To investigate the presence of a chromosomal aberration at the level of the single specimen, the gene expression data were smoothed independently for each sample over the chromosome with the identified expression imbalance and the smoothed signals were used to generate a heatmap (Fig. 1c). Hierarchical clustering of the smoothed data for genes on chromosome 8 segregated the 20 samples into 2 major clusters, one mostly composed of AML+8 specimens with overexpressed regions on chromosome 8 and the other grouping AML+8 and AML-CN samples with lower expression levels of chromosome 8 significant genes. Thus, LAP analysis allowed identifying regions with transcriptional modulation related to trisomy of chromosome 8 even in a heterogeneous group of AML+8 samples. This heterogeneity penalizes methods based on sample permutations, such as SAM (Tusher et al., 2001) and MACAT (Toedling et al., 2004), while it does not affect LAP whose permutation scheme is applied on gene location. Indeed, SAM did not identify any statistically significant genes at a q-value of 0.05, and MACAT did not select any differentially expressed chromosomal region (Fig. 3_SI and Table 2_SI; kNN-kernel for interpolation between the scores, optimal parameter settings determined by cross-validation and 10 000 random permutations of the class labels). Differently, the version of MACAT with permutations of genes on chromosomes identified a total of 697 modulated probes scattered along the chromosomes, including up- and down-regulated genes on chromosome 8 (Fig. 4_SI and Table 2_SI; kNN-kernel for interpolation between the scores, optimal parameter settings determined by cross-validation, and 10 000 random permutations of gene positions). Finally, Levin's model-based procedure (Levin et al., 2005) identified only few up-regulated probes on chromosome 8 and several modulated probes on other chromosomes (Fig. 5_SI, p-value <0.05). As such, LAP outperformed other approaches in detecting the increase of gene expression on chromosome 8 previously described by Virtaneva et al., 2001 in AML+8 samples.

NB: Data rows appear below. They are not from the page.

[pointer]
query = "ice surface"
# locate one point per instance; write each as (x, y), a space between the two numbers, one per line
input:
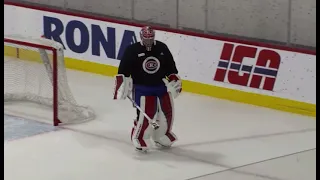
(215, 136)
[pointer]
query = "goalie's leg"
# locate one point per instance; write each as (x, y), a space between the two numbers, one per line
(164, 135)
(141, 130)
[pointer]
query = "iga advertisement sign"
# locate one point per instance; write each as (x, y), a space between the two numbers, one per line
(249, 68)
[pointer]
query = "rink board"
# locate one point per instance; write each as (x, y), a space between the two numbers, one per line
(188, 86)
(191, 83)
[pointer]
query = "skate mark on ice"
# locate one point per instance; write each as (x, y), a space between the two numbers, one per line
(200, 157)
(247, 137)
(234, 169)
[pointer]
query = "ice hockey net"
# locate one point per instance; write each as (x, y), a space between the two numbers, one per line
(34, 71)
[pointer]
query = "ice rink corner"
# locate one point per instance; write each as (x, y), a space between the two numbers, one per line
(218, 140)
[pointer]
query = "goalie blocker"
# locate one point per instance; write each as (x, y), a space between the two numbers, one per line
(147, 71)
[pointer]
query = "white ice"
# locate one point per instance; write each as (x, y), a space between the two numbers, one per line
(215, 137)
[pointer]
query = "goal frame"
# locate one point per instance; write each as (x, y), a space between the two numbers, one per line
(56, 120)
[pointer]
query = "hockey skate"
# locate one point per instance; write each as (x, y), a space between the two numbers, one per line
(141, 150)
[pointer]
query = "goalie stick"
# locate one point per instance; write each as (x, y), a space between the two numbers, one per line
(154, 124)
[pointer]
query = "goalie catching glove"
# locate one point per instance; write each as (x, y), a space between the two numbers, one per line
(123, 87)
(174, 84)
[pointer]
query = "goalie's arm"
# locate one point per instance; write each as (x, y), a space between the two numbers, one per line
(173, 80)
(123, 81)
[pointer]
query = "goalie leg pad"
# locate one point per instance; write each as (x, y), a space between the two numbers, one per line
(123, 86)
(141, 132)
(164, 134)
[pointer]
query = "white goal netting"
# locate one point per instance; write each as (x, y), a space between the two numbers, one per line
(34, 71)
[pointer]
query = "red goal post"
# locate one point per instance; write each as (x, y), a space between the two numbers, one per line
(34, 71)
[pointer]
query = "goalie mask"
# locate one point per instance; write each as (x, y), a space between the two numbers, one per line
(147, 35)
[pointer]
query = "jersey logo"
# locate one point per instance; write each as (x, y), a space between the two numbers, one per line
(151, 65)
(141, 54)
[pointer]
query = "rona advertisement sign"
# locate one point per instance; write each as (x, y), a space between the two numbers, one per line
(79, 37)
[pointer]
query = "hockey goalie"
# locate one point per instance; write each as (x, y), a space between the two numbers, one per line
(148, 73)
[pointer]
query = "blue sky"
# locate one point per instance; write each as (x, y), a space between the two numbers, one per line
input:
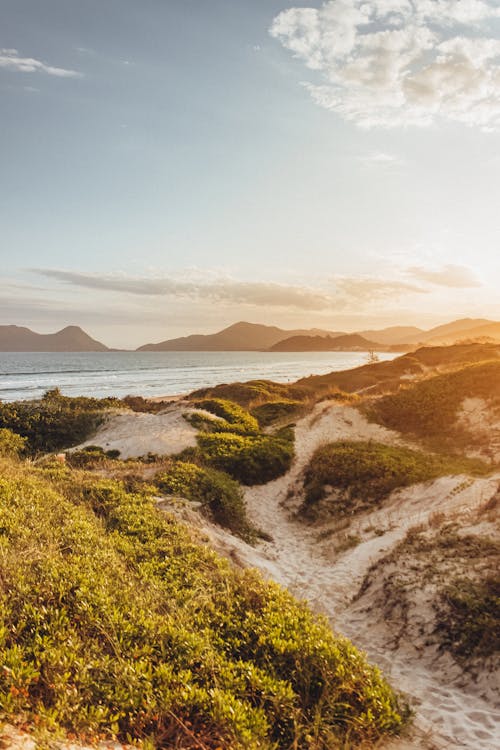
(171, 166)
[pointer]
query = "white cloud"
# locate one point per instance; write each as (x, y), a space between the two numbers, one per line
(218, 289)
(340, 292)
(10, 60)
(380, 157)
(396, 62)
(451, 275)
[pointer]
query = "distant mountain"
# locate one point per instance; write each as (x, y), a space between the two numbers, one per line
(348, 342)
(70, 339)
(238, 337)
(394, 335)
(458, 329)
(486, 332)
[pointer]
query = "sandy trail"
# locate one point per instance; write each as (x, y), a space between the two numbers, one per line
(451, 717)
(137, 434)
(447, 717)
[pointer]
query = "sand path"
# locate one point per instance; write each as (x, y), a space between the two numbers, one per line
(447, 717)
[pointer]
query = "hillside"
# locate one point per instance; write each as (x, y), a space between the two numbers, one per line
(350, 509)
(347, 342)
(238, 337)
(120, 624)
(488, 331)
(69, 339)
(394, 335)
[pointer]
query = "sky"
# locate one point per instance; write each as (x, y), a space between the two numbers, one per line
(174, 166)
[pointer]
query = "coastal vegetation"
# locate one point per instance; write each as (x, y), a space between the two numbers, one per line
(358, 475)
(428, 409)
(233, 443)
(114, 622)
(55, 421)
(216, 491)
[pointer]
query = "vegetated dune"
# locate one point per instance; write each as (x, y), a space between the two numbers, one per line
(395, 570)
(115, 622)
(458, 410)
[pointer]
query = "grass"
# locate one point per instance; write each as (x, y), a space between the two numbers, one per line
(113, 623)
(231, 417)
(215, 490)
(277, 411)
(254, 392)
(364, 473)
(55, 421)
(250, 459)
(233, 443)
(469, 616)
(428, 410)
(461, 572)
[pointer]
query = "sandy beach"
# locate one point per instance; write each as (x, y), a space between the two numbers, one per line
(452, 708)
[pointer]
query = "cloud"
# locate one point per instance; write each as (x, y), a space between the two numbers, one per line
(458, 277)
(395, 62)
(218, 290)
(380, 157)
(340, 293)
(365, 289)
(10, 60)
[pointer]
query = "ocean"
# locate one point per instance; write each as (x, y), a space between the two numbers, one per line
(27, 375)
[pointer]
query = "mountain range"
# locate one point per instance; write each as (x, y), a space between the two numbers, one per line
(69, 339)
(244, 336)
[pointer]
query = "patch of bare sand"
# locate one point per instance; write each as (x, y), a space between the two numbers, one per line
(482, 421)
(305, 558)
(447, 716)
(137, 434)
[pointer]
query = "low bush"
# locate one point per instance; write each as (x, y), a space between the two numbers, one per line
(366, 472)
(429, 409)
(11, 444)
(251, 459)
(216, 491)
(114, 624)
(91, 456)
(277, 411)
(469, 617)
(232, 417)
(254, 392)
(55, 421)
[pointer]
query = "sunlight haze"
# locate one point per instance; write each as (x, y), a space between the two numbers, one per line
(174, 167)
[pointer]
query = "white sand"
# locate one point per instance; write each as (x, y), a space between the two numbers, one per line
(447, 716)
(137, 434)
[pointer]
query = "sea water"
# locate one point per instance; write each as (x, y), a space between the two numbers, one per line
(27, 375)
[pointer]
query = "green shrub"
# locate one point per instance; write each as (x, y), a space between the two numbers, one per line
(254, 392)
(214, 489)
(277, 411)
(429, 409)
(469, 616)
(366, 472)
(232, 417)
(55, 421)
(251, 459)
(91, 456)
(113, 623)
(11, 444)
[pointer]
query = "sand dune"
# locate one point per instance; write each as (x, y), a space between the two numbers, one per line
(450, 713)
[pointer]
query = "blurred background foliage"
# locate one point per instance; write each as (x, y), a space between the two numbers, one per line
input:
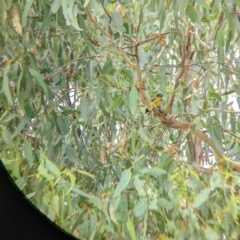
(74, 133)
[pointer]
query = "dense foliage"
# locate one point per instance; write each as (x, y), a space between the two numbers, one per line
(77, 77)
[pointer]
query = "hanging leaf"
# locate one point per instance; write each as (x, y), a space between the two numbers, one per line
(123, 183)
(16, 20)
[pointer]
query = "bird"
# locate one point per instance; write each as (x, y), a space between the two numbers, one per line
(157, 101)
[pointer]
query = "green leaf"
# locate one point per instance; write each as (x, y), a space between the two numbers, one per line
(191, 13)
(161, 202)
(55, 6)
(115, 104)
(133, 97)
(131, 228)
(86, 3)
(153, 171)
(124, 181)
(38, 77)
(7, 138)
(211, 234)
(21, 125)
(72, 180)
(63, 125)
(28, 151)
(139, 184)
(84, 107)
(203, 4)
(144, 136)
(216, 181)
(86, 173)
(44, 172)
(55, 204)
(133, 140)
(26, 11)
(52, 167)
(201, 198)
(141, 207)
(6, 86)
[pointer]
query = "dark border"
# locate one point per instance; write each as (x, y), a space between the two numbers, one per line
(19, 218)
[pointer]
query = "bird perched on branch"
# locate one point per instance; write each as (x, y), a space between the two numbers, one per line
(157, 101)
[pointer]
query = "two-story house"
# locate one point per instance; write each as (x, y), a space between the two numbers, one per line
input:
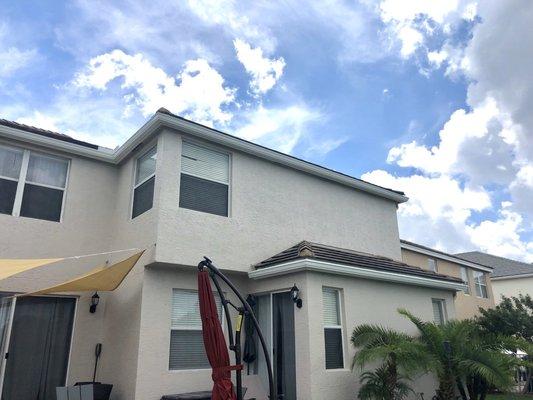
(181, 190)
(477, 293)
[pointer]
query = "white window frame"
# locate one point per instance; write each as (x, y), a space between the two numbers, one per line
(436, 268)
(228, 183)
(466, 279)
(136, 185)
(22, 180)
(222, 317)
(442, 307)
(341, 321)
(478, 284)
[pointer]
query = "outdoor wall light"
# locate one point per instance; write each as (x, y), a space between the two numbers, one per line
(95, 299)
(295, 294)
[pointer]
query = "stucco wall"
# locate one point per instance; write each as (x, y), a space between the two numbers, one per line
(512, 287)
(466, 305)
(272, 208)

Case study 2: multi-class response
Pediatric acute lymphoblastic leukemia (ALL) is a heterogeneous disease with subtypes that differ markedly in their cellular and molecular characteristics as well as in their response to therapy (Ross et al., 2003). Nowadays, treatment protocols achieve an overall survival rate of 70–80% optimizing the intensity of therapy on the patient's risk of relapse. As such, the accurate assignment of patients to risk groups is a critical parameter for establishing the correct therapeutical intervention. Ross and coworkers classified ALL patients into prognostic groups on the basis of expression profiles assessed with Affymetrix HG-U133A microarrays (Ross et al., 2003).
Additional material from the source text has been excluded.